After gradually emerging out from under his scandal rock, former Governor Eliot Spitzer has stepped fully into the spotlight, with a sprawling profile in today's Times and the forthcoming issue of Fortune. The magazine interview, by Peter Elkind, is timed with the release of his new book on Spitzer, Rough Justice: The Rise and Fall of Eliot Spitzer. In Fortune, Spitzer says a run for office in 2010 is "hard to see," but he also wants everyone to know this: "I've never said I would never consider running for office again."

Spitzer tells Elkind he's "in unceasing agony" and "incredibly frustrated" over no longer being "where I would like to be [i.e., in the Governor's office]. Anybody who says disengaging from it in any way is easy is not being straightforward.

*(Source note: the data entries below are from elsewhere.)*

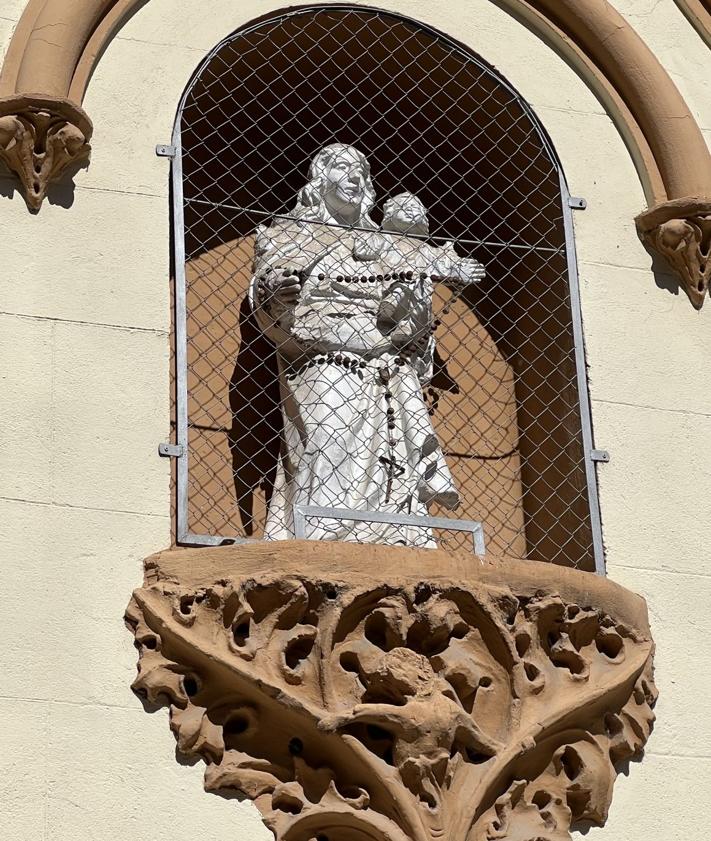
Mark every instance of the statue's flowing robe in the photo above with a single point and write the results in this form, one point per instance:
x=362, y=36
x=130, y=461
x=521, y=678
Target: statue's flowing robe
x=357, y=432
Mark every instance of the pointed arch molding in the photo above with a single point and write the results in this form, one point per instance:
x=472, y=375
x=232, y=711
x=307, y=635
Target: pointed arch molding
x=44, y=131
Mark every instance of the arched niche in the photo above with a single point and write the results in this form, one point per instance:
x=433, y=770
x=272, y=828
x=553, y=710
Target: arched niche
x=435, y=119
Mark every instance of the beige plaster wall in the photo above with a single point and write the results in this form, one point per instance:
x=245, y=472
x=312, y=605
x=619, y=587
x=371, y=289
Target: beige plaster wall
x=84, y=321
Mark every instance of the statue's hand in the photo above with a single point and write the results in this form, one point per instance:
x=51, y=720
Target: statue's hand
x=280, y=287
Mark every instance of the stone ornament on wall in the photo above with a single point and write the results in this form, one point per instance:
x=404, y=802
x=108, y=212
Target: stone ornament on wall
x=475, y=700
x=681, y=233
x=665, y=141
x=39, y=140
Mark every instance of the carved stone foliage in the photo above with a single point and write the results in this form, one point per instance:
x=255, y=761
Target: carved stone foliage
x=354, y=707
x=39, y=140
x=681, y=233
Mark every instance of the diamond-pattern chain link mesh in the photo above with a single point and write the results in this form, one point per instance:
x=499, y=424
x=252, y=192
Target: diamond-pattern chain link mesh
x=418, y=366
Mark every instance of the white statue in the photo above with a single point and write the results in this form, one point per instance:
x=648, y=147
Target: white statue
x=349, y=308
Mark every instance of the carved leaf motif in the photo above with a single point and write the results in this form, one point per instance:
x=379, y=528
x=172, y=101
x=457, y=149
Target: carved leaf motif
x=38, y=145
x=398, y=712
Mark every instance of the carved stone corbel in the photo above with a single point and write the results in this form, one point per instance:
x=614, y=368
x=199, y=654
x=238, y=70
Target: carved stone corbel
x=680, y=231
x=472, y=701
x=39, y=139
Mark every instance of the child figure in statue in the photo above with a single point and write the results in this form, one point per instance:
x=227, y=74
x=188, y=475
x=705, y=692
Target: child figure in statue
x=349, y=309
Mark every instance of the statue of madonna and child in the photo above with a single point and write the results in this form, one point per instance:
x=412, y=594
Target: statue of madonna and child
x=348, y=306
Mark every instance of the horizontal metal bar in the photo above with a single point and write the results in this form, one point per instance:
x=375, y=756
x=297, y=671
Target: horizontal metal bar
x=171, y=450
x=165, y=150
x=439, y=238
x=385, y=517
x=474, y=527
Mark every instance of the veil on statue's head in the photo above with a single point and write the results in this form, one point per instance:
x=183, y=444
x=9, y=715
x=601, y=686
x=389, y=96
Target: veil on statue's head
x=310, y=205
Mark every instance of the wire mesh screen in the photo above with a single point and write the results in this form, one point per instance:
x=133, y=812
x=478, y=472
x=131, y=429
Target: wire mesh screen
x=377, y=305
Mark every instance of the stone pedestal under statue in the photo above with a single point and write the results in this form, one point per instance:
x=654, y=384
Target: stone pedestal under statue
x=371, y=692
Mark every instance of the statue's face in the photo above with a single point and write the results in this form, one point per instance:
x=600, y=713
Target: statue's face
x=344, y=186
x=405, y=214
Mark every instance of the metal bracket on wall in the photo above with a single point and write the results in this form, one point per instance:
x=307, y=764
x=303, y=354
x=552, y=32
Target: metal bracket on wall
x=170, y=450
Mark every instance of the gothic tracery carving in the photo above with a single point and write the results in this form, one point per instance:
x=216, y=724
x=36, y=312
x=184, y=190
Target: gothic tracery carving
x=39, y=140
x=359, y=708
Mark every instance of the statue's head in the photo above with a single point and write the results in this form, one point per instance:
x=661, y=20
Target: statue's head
x=405, y=214
x=339, y=187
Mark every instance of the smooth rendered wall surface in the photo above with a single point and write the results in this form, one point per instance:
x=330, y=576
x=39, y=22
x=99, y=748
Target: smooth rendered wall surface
x=84, y=329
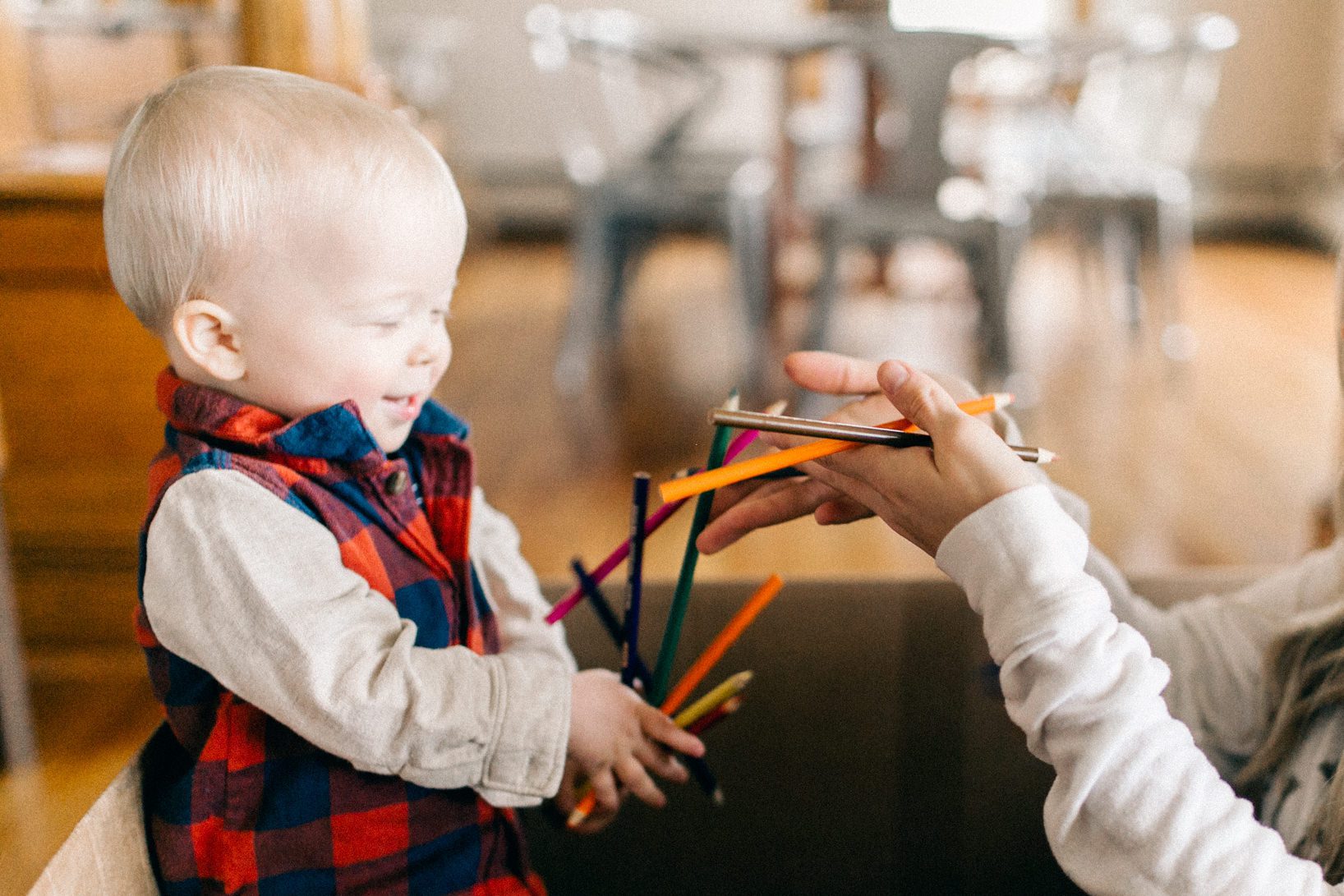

Obviously, removing myself the way I did is that much more painful." Spitzer's long road back to public office may begin with a run for New York state comptroller, which, according to Elkind, "he sees a chance to become a national force, wielding the billions held in public pension funds to force corporate reform in a way that even lawsuits and regulation cannot."

"Most people faced with that kind of disgrace would disappear off the face of the earth for a longer period of time," P.R. big shot Howard Rubenstein tells the Times. "But there is a lot of curiosity about him. And he is a publicity steamroller." But according to Rubenstein, a recent Masters of the Universe-type society dinner didn't bode well for Spitzer's return to politics. "Some thought he is making a play to come into elected office," says Rubenstein "That didn’t get a lot of support. But they thought, 'He’s having an influence on policy, so let’s look past that episode in his life and appoint him as an adviser to something. That was the consensus."

In the meantime, Spitzer's keeping his face out there, teaching at City College, lecturing at Harvard about ethics, getting a Colbert bump, opining on love on BigThink.com, and writing a twice-monthly column for Slate. But is another scandal on the horizon? In a shocking lapse, Spitzer revealed to the Times the secret to his column's success: "I keep pressing the button on the Slate column, so it looks like I’m getting a lot of hits." Which may be another thing he has in common with blogger Ashley Dupree.